Così, quello che può sembrare un gesto semplice come l’articolazione di una parola è in realtà il frutto di un complessissimo circuito neurale che «coinvolge strutture dedicate a funzioni diverse: il sistema motorio, il sistema dedicato alla comprensione e produzione dei diversi aspetti del linguaggio, perfino l’udito», spiega ancora la dottoressa Cerri.

 

Per curarlo bisogna conoscerne le reazioni

Nonostante questa complessità, la comprensione di come il cervello funzioni procede velocemente. E la definizione dei collegamenti tra una specifica area cerebrale e una determinata funzione sono sempre più dettagliate tanto che già oggi vengono impiegate in campo clinico rendendo, tra le altre cose, più sicuri ed efficaci gli interventi chirurgici.

«Se si deve effettuare un intervento chirurgico sul cervello, per esempio per rimuovere un tumore, è essenziale conoscere esattamente cosa fanno le aree su cui si sta per intervenire – spiega il professor Lorenzo Bello, responsabile di Neurochirurgia Oncologica in Humanitas e docente dell’Università degli Studi di Milano –. Innanzitutto se la loro funzione è integra o è stata compromessa dalla malattia. Il cervello inoltre modifica le sue funzioni in conseguenza della presenza della malattia, spostandole in aree contigue o riorganizzandole (è quella che viene chiamata plasticità). Infine, il livello di organizzazione funzionale e il grado di plasticità sono diversi tra gli individui e cambiano nel tempo, in rapporto alla evoluzione della malattia e delle terapie effettuate anche nello stesso individuo. Conoscere queste informazioni consente di pianificare al meglio la procedura chirurgica, e di ridurre sensibilmente gli errori». Per conoscere il grado di plasticità raggiunta, prima di sottoporre il paziente a intervento, il chirurgo ha diverse modalità: «per esempio attraverso lo studio neuro radiologico (fMRI, trattografia) e la valutazione neuropsicologica», aggiunge il professor Bello.

 

La stimolazione elettrica aiuta gli interventi

«Durante l’intervento – prosegue il neurochirurgo – l’organizzazione funzionale del cervello viene inoltre studiata attraverso la neurofisiologia intraoperatoria, che consente di individuare online le varie funzioni svolte dalle aree del cervello attraversate. Oggi possiamo sapere esattamente che compito svolgono molte aree nelle complesse funzioni nervose e quindi prevedere il danno che ne conseguirebbe se fossero danneggiate. Durante l’intervento chirurgico attraverso un’opportuna stimolazione elettrica siamo in grado di accendere o spegnere la loro attività e distinguere le aree patologiche da quelle integre. L’obiettivo di questa guida diretta è aumentare l’efficacia della procedura, aumentando il grado di resezione chirurgica e l’impatto oncologico dell’intervento, riducendo al minimo le probabilità di ledere funzioni importanti per il paziente, conservadone l’integrità funzionale», conclude.
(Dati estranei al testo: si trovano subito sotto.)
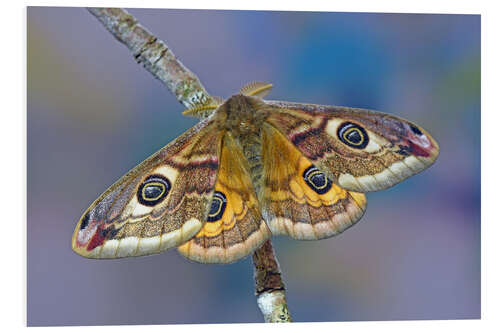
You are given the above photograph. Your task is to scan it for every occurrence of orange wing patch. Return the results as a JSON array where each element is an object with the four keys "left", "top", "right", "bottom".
[
  {"left": 194, "top": 181, "right": 245, "bottom": 238},
  {"left": 178, "top": 132, "right": 270, "bottom": 264},
  {"left": 261, "top": 123, "right": 367, "bottom": 240}
]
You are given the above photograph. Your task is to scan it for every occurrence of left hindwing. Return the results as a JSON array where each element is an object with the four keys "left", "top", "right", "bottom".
[
  {"left": 178, "top": 132, "right": 271, "bottom": 264},
  {"left": 263, "top": 101, "right": 439, "bottom": 193}
]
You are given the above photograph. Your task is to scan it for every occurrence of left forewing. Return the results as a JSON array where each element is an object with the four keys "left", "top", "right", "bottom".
[{"left": 72, "top": 118, "right": 222, "bottom": 259}]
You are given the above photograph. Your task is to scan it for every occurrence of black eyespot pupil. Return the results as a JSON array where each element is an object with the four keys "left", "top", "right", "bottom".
[
  {"left": 310, "top": 173, "right": 327, "bottom": 188},
  {"left": 207, "top": 192, "right": 227, "bottom": 222},
  {"left": 144, "top": 184, "right": 164, "bottom": 199},
  {"left": 337, "top": 122, "right": 369, "bottom": 149},
  {"left": 137, "top": 174, "right": 171, "bottom": 206},
  {"left": 209, "top": 200, "right": 220, "bottom": 215},
  {"left": 345, "top": 129, "right": 362, "bottom": 144},
  {"left": 303, "top": 166, "right": 332, "bottom": 194},
  {"left": 410, "top": 124, "right": 423, "bottom": 136}
]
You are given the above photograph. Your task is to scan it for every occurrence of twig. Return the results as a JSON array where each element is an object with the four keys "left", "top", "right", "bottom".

E in genere si riesce a farlo. Le conoscenze maturate negli ultimi anni stanno consentendo di ottenere risultati impensabili fino a non molto tempo fa. Inoltre, le osservazioni raccolte durante l’intervento chirurgico consentono di approfondire la conoscenza del ruolo che le varie aree e strutture svolgono. Ed è su questo fronte che ricerca e clinica si incontrano.

Però la strada verso interventi ancora meno lesivi delle funzionalità cerebrali è ancora lunga e passa per una più profonda conoscenza di questo sistema. La sfida non è semplice. Ma proprio dalla collaborazione tra ricerca e attività clinica potrebbero venire ulteriori risultati importanti. E un grande aiuto verrà proprio dall’ingente investimento stanziato dall’amministrazione americana, intenzionata a dare una svolta epocale a un settore importante come questo.